One of the most fundamental norms in international law is that a state cannot acquire territory through the use of force. This is understood to be an implication of the U.N. Charter’s ban on force in Art. 2(4): if war is illegal, then benefiting from it should also be illegal. Few major norms are as widely agreed on. Indeed, many argue that the norm is so robust that it does not even allow territory to be acquired through legal war, which under the Charter is confined to self-defense.
I wrote during the Lebanon war last year that plan favored by many international diplomats for ending that war – handing the Sheba farms region over to Lebanon – would appear to violate the anti-conquest norm. Lebanon had never made a claim to the land until Israel withdrew to the international border in 2000. And prior to last year’s war, the U.N. had determined that the area did not belong to Lebanon. When Lebanon’s president said during the war that giving the area to Lebanon would weaken Hezbollah by giving them what they want, the international community suddenly thought maybe the land should be given to Lebanon after all.
Well it turns out there is nothing unusual about international endorsement of Lebanon’s territorial aggrandizement through force. We all know that violations of an international norm do not prove its non-existence, if the violation is met by protestations from observer nations about the illegality of the action. However, not only have there been multiple forcible annexations since the Charter’s adoption, but many of them have been accepted as legitimate by the international community. The leading comprehensive work on the subject describes how several conquests were met with international acceptance. The international community recognized these conquered lands as part of the conqueror, and did not treat them as occupied territory.
Korman’s examples: India’s conquest of Goa, Daman, and Diu in 1961 and Indonesia’s conquest of East Timor in 1975.
However, I’ve come up with further examples where conquest by force was accepted, or broadly accepted, by the international community:
• Israel, 1949. The armistice lines at the end of Israel’s War of Independence were broader than the U.N. partition plan proposed in 1948, yet most nations treat the armistice line (also called the “Green Line”), as Israel’s legitimate border.
• China/Tibet, 1950. Again, while many regard China’s conquest illegal, do any nations treat Tibet as non-Chinese territory?
• Indonesia/Dutch New Guinea, 1963. Much the same story as with East Timor. This looked much like the Sheba Farms model: Indonesia attacks, forcing the Dutch to agree to put the area under U.N. control. The U.N. immediately hands it over to Indonesia, which annexed it despite previous commitments to have free elections on independence. Interestingly, the plan to use the U.N. as a straw-man to give Indonesia’s conquest “an outward appearance of legitimacy” was apparently hatched in the White House, by McGeorge Bundy.
• Israel/neighbors, 1967. This is an iffier example.

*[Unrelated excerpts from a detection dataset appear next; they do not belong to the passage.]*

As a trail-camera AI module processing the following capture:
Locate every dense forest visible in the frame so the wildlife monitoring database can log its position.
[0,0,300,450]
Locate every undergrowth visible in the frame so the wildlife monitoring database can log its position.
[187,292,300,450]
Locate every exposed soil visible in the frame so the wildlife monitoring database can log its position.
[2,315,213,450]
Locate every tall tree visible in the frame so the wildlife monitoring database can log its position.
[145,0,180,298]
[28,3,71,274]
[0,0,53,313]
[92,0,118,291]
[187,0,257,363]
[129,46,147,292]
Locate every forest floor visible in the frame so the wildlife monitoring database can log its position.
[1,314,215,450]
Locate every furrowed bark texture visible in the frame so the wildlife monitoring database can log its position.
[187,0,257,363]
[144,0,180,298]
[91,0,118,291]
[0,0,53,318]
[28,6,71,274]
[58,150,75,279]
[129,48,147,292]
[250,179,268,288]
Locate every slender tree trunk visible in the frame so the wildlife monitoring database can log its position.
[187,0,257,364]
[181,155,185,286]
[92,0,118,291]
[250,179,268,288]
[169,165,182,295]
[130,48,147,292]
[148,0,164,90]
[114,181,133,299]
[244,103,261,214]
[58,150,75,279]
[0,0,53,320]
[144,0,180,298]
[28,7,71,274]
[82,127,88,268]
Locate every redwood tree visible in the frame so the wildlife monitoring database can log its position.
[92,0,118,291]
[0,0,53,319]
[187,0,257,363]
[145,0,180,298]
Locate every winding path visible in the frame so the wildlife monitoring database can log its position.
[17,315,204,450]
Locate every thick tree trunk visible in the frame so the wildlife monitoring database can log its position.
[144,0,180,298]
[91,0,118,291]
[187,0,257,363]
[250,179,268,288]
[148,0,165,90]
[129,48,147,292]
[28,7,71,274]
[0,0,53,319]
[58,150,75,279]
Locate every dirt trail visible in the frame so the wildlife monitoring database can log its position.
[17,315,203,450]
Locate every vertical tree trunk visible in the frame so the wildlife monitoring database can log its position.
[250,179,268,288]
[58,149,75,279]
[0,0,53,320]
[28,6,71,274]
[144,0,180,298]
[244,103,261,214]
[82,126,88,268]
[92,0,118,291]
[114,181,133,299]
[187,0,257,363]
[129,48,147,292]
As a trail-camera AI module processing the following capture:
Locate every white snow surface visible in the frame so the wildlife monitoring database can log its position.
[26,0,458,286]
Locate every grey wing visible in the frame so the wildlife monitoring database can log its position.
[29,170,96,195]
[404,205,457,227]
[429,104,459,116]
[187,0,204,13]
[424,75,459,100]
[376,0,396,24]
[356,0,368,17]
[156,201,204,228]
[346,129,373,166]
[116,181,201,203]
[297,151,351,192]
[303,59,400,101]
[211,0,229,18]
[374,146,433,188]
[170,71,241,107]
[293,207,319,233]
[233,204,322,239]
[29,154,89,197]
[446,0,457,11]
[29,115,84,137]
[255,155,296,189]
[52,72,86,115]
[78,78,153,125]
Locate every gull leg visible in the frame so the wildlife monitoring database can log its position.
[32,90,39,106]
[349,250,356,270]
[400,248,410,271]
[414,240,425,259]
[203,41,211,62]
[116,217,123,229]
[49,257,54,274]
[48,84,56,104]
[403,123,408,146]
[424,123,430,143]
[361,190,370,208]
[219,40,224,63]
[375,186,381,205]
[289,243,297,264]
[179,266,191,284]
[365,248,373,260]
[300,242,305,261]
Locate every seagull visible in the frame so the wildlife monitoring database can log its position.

In Security Council Res. 242, the famous deletion of the word “the” before “territories” from which Israel was to withdrawal was meant to allow only a partial withdraw, while being ambiguous enough to allow nations that favored a full withdraw to vote for the resolution.
• North Vietnam/South Vietnam. This is perhaps the biggest one: an entire nation gobbled up whole. Does any country not recognize South Vietnam as part of Vietnam’s sovereign territory?
And of course there are attempted conquests declared illegal: Iraq/Kuwait, Israel/territories (I think I’ll count this in both columns!), Argentina/Falklands (though the opposition was lukewarm at first), and Morocco/Western Sahara; Egypt/Gaza and Jordan/West Bank.
Now comes the bleg. Have I missed anything? Can anyone think of further instances of conquest/attempted conquest since 1947? Are there nations that do not recognize the conquered areas as part of the sovereign territory of the conqueror? I want to get a comprehensive list.
Also, I’d love to know what Opinio Juris readers think of some difficult characterization questions. How would one characterize Morocco’s takeover of Spanish Sahara – accomplished by marching 300,000 unarmed civilians into the territory and effectively overwhelming the Spanish garrison. A mass invasion is surely a use of “force.” If one has a gun and is surrounded by 100 unarmed men demanding one’s wallet, that would probably count as a strong-arm mugging.
Or how should I treat the 1947 peace conference which distributed pieces of occupied Germany and Italy to several victorious countries, while the ink was still drying on the U.N. Charter. Here, force was clearly used to enlarge borders. The border enlargement happened after the Charter went into effect, but the force was applied before. Since the occupation was ongoing, I’d treat the Axis countries as “forced” in 1947 (and thus dismiss the fact that they “agreed” to the border modifications).